The gateway 26 receives the transition condition c2 of the first sensor 221 corresponding to one of the first transition condition numbers and the transition condition c3 of the second sensor (not shown) corresponding to one of the second transition condition numbers, according to The code table is transferred from the enable state number x1 by the gateway 26 to the first transfer state number x2 which satisfies one of the transition conditions c2, and the execution is shifted from the enable state number x1 to one of the transfer condition c3, the second transfer state number x3. And executing the function stored in the flash ROM 32 for each of the first transfer state number x2 and the second transfer state number x3 to generate a drive signal to drive the brake.

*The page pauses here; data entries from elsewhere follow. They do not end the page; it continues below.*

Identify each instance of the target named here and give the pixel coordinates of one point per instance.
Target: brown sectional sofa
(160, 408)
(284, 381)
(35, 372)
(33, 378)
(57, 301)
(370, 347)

Figure 6 is a diagram of the graphics and language of Convergent AND of the GRAFCET graphical narrative language of the present invention. The graphic language of Convergent AND in Figure 6 is:

X1:c2:x3

X2:c2:x3

Transferring from a first enable state number x1 and/or a second enable state number x2 to the transfer state number x3 satisfying the transition condition c2 by the gateway 26 according to the code table, and executing the transfer state number x3 is called. The function stored in the Flash ROM 32 is used to generate a drive signal to drive the brake.

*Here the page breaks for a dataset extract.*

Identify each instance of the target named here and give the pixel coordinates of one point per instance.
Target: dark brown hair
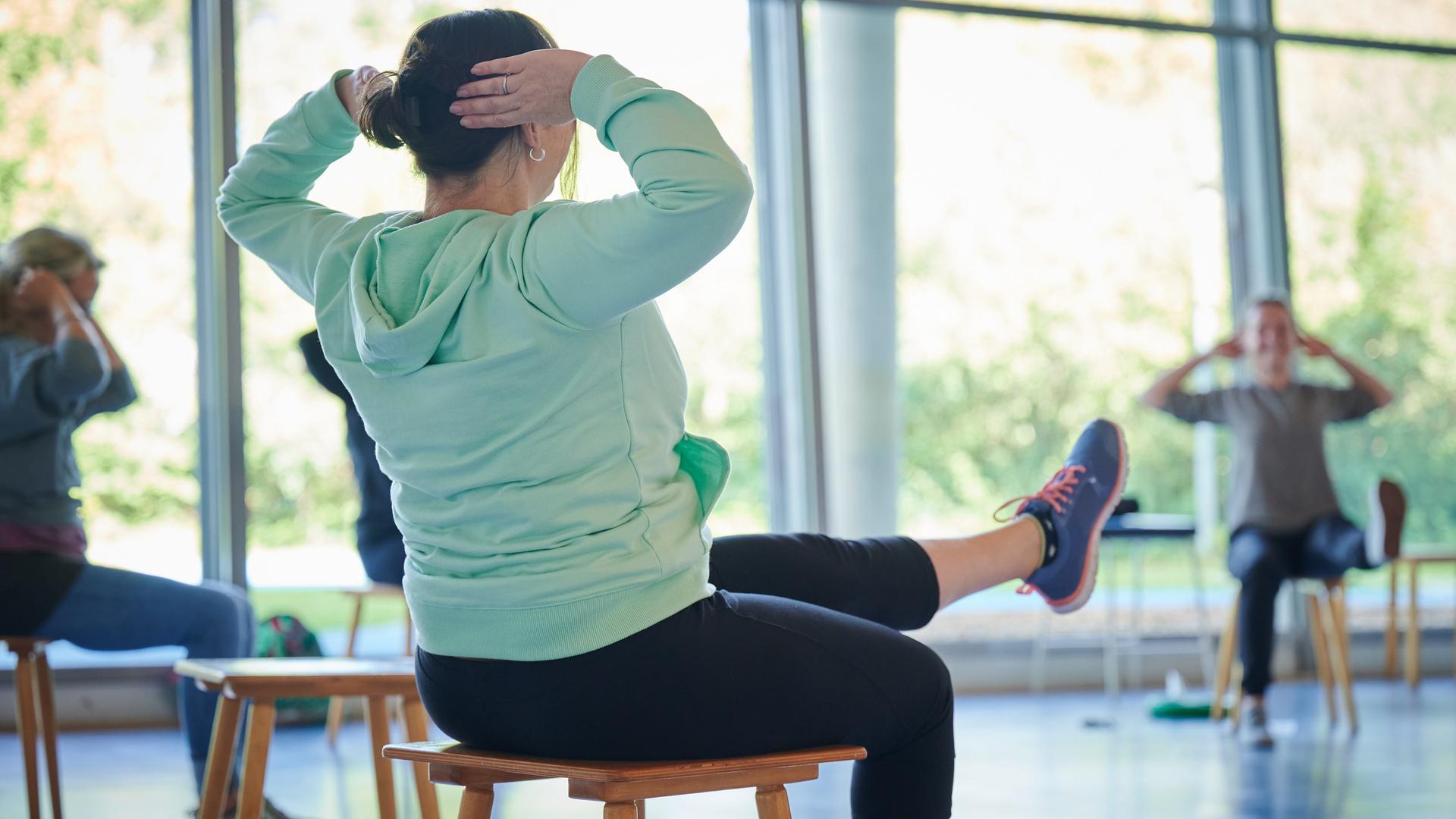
(411, 107)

Figure 7 is a diagram of the graphics and language of the Convergent OR of the GRAFCET graphical narrative language of the present invention. The graphic language of Convergent OR in Figure 7 is:

X1:c2:x3

X2:c3:x3

The gateway 26 receives the transition condition c2 of the first sensor 221 corresponding to one of the first transition condition numbers and the transition condition c3 of the second sensor (not shown) corresponding to one of the second transition condition numbers, according to The code table is transferred from the first enable state number x1 to the transfer state number x3 satisfying the transfer condition c2 by the gateway 26 and/or to the transfer state number from the second enable state number x2 to the transfer condition c3. X3, and the function stored in the flash ROM 32 called by the transfer status number x3 is executed to generate a drive signal to drive the brake.

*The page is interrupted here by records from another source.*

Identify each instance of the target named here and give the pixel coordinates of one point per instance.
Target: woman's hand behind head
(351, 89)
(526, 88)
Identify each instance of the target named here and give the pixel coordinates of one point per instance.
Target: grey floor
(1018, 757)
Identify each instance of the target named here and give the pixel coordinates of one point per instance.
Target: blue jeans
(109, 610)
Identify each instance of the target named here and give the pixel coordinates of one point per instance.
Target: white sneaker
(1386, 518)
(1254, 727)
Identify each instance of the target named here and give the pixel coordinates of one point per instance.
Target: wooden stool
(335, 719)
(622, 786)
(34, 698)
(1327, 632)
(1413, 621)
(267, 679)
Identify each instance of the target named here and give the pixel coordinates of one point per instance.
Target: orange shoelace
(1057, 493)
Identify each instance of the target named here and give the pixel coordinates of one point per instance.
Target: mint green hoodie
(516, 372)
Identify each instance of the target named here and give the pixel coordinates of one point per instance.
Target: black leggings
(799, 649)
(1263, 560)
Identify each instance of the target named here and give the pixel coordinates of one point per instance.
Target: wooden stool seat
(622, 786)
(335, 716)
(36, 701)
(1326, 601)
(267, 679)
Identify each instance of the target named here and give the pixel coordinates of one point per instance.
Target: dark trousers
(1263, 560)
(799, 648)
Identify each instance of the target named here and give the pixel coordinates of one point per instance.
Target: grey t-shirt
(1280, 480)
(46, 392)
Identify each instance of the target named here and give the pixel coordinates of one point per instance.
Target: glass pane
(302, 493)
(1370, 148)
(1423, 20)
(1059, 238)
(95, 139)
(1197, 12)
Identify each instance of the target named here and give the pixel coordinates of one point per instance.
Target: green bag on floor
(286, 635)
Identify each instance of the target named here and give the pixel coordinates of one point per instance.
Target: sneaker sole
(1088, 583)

The operation method of the wireless sensing brake network of the present invention will be described below using an application example of a smart home.

Figure 8 is a diagram showing the description of a smart family in the GRAFCET graphical narrative language. The light sensor, the RFID (Radio Frequency Identification) access control system, the temperature sensor and the carbon monoxide sensor in FIG. 8 are the same as the sensors 221, ..., 22N shown in FIG. The motor for pulling/closing the curtain in the 8th, the switch for opening/turning the light, the circuit for reinforcing/attenuating the air conditioner, and the device for opening the window are like the brakes 241, ..., 24N shown in Fig. 1.

The state number 0 in Figure 8 is a two-line square indicating that this state is in the reset state, that is, the reset state is enabled when the system is reset. The right side of the status numbers 1, 2, 3, and 4 has no action block, indicating that the status numbers 1, 2, 3, and 4 are wait states. The action box on the right side of status number 5 is the function for calling the curtain. The action box on the right side of status number 6 is the function for calling the curtain. The action box on the right side of status number 7 is the function to open the door when the call is opened. The action box on the right side of status number 8 is a function for calling air conditioning enhancement. The action block on the right side of status number 9 is a function for calling the air conditioner to weaken. The action box to the right of status number 10 is the function for calling the window.

"Light sensor", "RFID access control system", "temperature sensor", "carbon monoxide sensor", "light" threshold value, "light <critical value", "legal user" in Fig. 8 "Temperature > 28 degrees", "Temperature < 28 degrees", "Concentration > Threshold value" and "=1" are transition conditions. Here, "=1" indicates that the transition condition is always true, and the graphic language thereof is, for example, x5:x0, and the description of the transition condition "=1" is omitted.

The graphical language of the wireless sensing braking network of the smart home of FIG. 8 is edited by the editor 46 of the remote terminal 42 of FIG. 1 as follows:

X0: light sensor: x1

X0: RFID access control system: x2

X0: temperature sensor: x3

X0: carbon monoxide sensor: x4

X1: light>critical value: x5; x5: pull curtain (parameter 1, ...)

X1: light <critical value: x6; x6: closed curtain (parameter 1, ...)

X2: Legal user: x7; x7: Open the door and turn on the lights (parameter 1,...)

X3: temperature > 28 degrees: x8; x8: air conditioning reinforcement (parameter 1, ...)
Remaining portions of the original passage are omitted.